I have also searched out some worksheets from various websites that I sorted out into an order for Eve to do a few each day to reinforce the new sound. Worksheets are a new venture for us. As Eve learned cursive writing, I had always 'written off' (excuse the pun!) worksheet and resources sites as nearly all the printables were in print rather than cursive. Lately though, Eve has become able to distinguish between the two quite happily. She will read print then write the same word in cursive, so I looked again at what was available and I was pleasantly surprised. I have always been very careful to present only phonetically decodable words to Eve and to use 'English' words that she will be able to recognise and match to pictures. For example, sheets that used a word such as 'wash' would have hit the 'cutting room floor' so to speak! Recently though as Eve becomes more mature, I have been able to explain that some words change the sounds of the letters and 'wash' is one of them, and that in other countries such as America, people use other words for things, such as 'trash' for 'rubbish' for instance. it seems to be another natural step in her broadening her knowledge.

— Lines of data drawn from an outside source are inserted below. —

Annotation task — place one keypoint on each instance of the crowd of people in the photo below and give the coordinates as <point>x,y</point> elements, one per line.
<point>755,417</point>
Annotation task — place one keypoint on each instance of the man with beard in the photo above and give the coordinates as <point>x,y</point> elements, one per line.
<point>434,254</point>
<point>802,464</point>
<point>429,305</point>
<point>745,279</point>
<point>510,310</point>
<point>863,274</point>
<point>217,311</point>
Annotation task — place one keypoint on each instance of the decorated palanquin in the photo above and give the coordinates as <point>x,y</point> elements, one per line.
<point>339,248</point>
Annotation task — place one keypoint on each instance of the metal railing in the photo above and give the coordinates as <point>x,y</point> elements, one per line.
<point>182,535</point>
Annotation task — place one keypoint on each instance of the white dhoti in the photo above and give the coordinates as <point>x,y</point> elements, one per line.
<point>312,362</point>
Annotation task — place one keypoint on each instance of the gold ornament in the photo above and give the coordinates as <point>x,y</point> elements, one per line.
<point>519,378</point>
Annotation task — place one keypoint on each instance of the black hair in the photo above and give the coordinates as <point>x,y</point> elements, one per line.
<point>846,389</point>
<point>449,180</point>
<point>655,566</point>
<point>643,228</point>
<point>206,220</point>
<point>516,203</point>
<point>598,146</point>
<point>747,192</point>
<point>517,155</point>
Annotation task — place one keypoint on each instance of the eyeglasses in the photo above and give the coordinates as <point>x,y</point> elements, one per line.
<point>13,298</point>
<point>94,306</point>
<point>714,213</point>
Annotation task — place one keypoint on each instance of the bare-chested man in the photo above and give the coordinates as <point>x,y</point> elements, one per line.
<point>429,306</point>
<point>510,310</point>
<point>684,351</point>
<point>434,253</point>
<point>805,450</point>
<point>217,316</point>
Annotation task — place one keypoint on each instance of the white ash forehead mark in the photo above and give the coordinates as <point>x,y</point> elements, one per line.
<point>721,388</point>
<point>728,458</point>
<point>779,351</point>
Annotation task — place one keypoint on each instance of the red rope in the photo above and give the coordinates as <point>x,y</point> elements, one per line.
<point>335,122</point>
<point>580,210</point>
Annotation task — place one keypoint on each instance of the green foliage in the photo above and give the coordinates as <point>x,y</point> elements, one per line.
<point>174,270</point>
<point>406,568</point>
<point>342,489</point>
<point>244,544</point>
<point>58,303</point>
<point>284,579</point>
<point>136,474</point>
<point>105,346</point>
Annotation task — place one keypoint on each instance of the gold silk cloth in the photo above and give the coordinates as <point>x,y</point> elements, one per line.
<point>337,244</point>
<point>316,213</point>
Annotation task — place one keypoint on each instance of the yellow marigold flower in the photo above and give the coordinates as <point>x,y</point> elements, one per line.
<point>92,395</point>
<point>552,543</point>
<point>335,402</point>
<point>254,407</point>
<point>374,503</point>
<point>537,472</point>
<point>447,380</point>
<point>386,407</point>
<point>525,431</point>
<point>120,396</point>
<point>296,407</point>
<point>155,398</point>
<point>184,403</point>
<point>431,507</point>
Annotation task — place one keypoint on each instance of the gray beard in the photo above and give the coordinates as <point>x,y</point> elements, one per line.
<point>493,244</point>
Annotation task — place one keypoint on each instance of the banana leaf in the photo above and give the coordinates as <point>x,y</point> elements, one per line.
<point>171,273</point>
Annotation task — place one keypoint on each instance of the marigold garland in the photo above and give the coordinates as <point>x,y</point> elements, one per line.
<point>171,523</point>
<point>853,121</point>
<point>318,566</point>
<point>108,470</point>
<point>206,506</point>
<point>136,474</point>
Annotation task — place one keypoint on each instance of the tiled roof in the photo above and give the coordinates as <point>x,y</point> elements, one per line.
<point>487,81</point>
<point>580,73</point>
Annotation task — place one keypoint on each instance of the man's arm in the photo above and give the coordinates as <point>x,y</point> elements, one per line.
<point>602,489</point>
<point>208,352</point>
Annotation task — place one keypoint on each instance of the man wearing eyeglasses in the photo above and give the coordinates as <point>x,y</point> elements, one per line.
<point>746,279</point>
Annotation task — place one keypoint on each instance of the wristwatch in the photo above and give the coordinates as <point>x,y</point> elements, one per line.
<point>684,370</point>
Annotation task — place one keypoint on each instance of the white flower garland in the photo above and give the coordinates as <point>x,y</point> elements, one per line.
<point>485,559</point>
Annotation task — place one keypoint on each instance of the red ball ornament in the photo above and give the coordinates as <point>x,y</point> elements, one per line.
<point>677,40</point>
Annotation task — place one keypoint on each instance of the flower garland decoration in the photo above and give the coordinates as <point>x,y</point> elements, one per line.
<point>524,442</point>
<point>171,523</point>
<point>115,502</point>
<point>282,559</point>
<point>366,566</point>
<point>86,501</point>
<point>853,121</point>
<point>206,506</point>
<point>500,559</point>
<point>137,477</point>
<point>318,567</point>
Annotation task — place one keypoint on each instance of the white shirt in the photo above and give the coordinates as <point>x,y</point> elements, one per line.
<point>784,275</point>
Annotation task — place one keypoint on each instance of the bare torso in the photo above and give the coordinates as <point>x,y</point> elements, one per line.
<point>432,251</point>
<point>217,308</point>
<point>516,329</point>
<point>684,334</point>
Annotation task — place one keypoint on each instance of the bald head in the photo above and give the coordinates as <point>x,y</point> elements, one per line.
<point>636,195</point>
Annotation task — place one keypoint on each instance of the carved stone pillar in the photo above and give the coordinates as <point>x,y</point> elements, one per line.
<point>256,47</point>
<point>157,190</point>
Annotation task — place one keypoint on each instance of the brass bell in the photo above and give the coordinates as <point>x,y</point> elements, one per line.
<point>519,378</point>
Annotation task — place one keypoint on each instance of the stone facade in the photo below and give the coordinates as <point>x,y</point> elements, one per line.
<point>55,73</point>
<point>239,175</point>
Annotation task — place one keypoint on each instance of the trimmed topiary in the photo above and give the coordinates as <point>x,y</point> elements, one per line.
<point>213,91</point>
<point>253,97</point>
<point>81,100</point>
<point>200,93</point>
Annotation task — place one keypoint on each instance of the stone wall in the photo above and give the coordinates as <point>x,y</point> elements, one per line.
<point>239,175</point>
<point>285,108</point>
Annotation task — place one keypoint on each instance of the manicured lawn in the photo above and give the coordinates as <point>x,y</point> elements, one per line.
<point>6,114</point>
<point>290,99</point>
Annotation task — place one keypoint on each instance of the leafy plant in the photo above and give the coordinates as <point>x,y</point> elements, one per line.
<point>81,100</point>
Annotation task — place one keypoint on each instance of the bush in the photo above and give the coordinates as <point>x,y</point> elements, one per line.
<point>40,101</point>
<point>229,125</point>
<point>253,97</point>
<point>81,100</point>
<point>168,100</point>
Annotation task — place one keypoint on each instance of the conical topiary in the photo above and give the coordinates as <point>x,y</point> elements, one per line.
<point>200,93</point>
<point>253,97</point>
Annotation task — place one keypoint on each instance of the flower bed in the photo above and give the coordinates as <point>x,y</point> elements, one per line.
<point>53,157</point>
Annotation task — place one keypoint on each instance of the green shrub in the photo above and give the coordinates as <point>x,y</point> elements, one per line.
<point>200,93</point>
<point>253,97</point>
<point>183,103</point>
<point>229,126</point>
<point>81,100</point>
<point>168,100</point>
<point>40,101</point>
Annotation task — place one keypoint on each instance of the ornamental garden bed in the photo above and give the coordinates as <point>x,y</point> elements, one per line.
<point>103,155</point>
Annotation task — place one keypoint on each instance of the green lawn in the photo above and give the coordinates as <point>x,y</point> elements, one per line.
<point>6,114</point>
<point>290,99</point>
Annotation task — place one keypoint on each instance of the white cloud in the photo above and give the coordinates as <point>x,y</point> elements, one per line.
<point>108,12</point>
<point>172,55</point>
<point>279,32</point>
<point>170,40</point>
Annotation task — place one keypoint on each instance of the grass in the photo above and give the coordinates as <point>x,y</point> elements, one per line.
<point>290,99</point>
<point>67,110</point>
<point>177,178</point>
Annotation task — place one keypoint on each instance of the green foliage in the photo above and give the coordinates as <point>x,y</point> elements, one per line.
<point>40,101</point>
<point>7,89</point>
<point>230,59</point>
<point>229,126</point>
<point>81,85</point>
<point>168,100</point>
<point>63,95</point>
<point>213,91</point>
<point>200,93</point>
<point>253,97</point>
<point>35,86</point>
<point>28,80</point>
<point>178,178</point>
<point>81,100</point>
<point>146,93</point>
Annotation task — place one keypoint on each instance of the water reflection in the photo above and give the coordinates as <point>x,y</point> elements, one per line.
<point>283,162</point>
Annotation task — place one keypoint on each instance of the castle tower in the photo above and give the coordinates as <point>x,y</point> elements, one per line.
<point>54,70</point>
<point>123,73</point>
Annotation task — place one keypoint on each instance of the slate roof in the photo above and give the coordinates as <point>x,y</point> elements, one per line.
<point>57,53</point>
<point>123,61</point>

I will not list each worksheet that I used specifically for 'sh' or 'th, but some general links that you may find useful if you wish to do similar!
We were using a home made movable alphabet to build words but as Eve is keen to write now, we have naturally moved on from it.
The sight words I downloaded and printed from twinkl as they do many cursive literacy resources and Eve learned to write in cursive (for the reason that she was struggling with print as all of the letters started in different places; with cursive letters they all begin at the bottom left and flow from there and she took to it like a duck to water!)
I am putting together the work for each book as we come to it and there is no set time for each book. If it begins to lose it's effectiveness I will once again re-design my approach! I hope some of this may be useful to someone!